You can go much higher if you want, if you have particular applications, depending on your particular objectives. As a result of a long-term collaboration between Bruker and Imperial College London, the AVANCE-IVDr platform already enables more than 100,000 samples to be analyzed every year at the National Phenome Center that was opened at Imperial College in 2013.

How will the NMR and mass spectrometry facilities available impact metabolomics research?

Migrating from translational research to clinical diagnostics requires robust, identical instrumentation in research facilities and hospitals, which is why Bruker has decided to offer the standardized IVDr by NMR platform. It enables a smooth transfer from health research and large epidemiological studies, to their partners’ emerging IVD assays at the highest quality and reproducibility.

With modern NMR technology and the right standard operating procedures (SOPs), Bruker and their collaborators have opened the path to complex mixture analysis using push-button technology, establishing NMR as one of the two major technologies used in metabolic profiling and screening.

Bruker Phenome Center

What impact will the NMR spectrometers have on the metabolic phenotyping at the center in Birmingham?

The system basically puts this particular lab into the global network of phenome centers, which means that whatever is produced here in terms of data is completely comparable with data generated, for example, in the phenome center in London or other areas. That means you are able to pool data with all partners sitting on the same protocol and the same instrument.

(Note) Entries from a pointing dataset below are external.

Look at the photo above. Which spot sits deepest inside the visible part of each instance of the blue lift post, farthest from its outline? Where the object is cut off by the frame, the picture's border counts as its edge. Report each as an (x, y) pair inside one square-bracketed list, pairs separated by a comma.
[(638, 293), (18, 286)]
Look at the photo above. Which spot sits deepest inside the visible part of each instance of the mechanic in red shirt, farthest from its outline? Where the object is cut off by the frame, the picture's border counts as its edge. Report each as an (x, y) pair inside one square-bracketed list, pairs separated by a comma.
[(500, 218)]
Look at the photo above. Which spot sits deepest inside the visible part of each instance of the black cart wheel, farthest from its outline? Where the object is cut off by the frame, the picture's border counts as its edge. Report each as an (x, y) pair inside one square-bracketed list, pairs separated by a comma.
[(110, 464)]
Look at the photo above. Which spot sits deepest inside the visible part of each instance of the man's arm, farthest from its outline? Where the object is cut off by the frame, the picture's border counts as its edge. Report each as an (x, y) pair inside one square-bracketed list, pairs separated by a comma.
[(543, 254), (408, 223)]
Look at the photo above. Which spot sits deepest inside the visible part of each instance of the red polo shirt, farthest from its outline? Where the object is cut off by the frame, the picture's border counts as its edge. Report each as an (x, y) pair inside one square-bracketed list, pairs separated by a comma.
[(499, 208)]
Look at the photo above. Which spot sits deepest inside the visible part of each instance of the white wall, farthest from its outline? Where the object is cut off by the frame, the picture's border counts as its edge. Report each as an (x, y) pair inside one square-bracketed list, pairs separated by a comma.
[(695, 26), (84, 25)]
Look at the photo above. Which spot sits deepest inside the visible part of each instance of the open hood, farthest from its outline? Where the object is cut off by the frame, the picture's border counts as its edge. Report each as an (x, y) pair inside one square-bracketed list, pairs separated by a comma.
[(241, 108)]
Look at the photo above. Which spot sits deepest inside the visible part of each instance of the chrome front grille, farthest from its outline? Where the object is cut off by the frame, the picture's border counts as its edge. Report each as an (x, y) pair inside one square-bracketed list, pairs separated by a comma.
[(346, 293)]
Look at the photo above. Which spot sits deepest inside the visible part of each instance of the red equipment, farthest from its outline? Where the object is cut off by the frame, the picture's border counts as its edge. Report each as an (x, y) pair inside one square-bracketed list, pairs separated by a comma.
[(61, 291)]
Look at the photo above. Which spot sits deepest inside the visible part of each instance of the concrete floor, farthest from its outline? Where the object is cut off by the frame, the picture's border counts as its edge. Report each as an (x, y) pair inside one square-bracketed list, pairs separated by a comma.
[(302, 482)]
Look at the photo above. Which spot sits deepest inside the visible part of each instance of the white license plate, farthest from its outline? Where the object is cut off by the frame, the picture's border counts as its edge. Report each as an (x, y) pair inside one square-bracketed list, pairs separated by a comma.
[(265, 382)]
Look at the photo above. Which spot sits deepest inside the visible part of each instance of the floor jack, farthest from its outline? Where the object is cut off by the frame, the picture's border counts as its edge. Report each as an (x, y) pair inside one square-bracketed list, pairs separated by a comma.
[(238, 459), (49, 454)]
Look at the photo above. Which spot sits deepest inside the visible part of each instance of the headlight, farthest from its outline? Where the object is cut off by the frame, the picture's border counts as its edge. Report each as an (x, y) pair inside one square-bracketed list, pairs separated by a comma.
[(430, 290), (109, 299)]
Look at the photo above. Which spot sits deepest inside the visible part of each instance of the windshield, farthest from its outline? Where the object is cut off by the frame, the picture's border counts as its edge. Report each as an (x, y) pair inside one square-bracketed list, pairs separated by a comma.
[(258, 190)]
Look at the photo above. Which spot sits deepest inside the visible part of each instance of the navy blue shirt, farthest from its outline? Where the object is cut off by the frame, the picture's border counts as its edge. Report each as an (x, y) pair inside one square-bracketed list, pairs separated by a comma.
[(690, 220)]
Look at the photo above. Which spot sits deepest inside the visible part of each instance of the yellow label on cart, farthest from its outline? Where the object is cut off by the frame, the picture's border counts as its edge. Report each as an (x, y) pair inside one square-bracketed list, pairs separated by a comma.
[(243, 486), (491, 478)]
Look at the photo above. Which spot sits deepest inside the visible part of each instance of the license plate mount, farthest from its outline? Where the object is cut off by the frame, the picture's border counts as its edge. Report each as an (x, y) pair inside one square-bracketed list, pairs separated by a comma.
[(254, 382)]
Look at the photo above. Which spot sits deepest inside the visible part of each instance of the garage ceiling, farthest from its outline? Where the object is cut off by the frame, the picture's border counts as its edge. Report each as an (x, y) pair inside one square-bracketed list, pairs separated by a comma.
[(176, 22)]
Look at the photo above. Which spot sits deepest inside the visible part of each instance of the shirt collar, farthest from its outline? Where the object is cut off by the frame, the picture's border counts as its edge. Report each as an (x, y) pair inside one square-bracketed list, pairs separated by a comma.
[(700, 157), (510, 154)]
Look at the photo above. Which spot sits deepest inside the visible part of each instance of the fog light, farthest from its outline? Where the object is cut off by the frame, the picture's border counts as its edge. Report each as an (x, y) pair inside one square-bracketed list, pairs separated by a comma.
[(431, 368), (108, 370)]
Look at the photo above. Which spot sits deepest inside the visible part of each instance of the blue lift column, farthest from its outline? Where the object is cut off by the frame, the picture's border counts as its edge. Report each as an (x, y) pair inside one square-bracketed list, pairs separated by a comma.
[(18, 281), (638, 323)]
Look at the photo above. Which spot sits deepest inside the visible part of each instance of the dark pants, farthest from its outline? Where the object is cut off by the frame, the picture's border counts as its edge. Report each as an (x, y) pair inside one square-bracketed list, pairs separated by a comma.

That is basically valid, so to say, over the next decades, as long as those protocols are applied. Bruker-validated SOPs ensure that clinical data is highly reproducible, allowing labs across the world to exchange and validate novel NMR assays. In this context, Bruker is the NMR partner in the growing global network of phenome centers.

You have to consider that studies are getting larger and larger, so we're talking really about large-scale and long-term studies, which would mean that many of them cannot be run by a single lab anymore. Data pooling, data sharing and respective model sharing is a vital part of the phenome center concept. Here at this phenome, this lab is now integrated into this concept and is basically one operation they have in this network.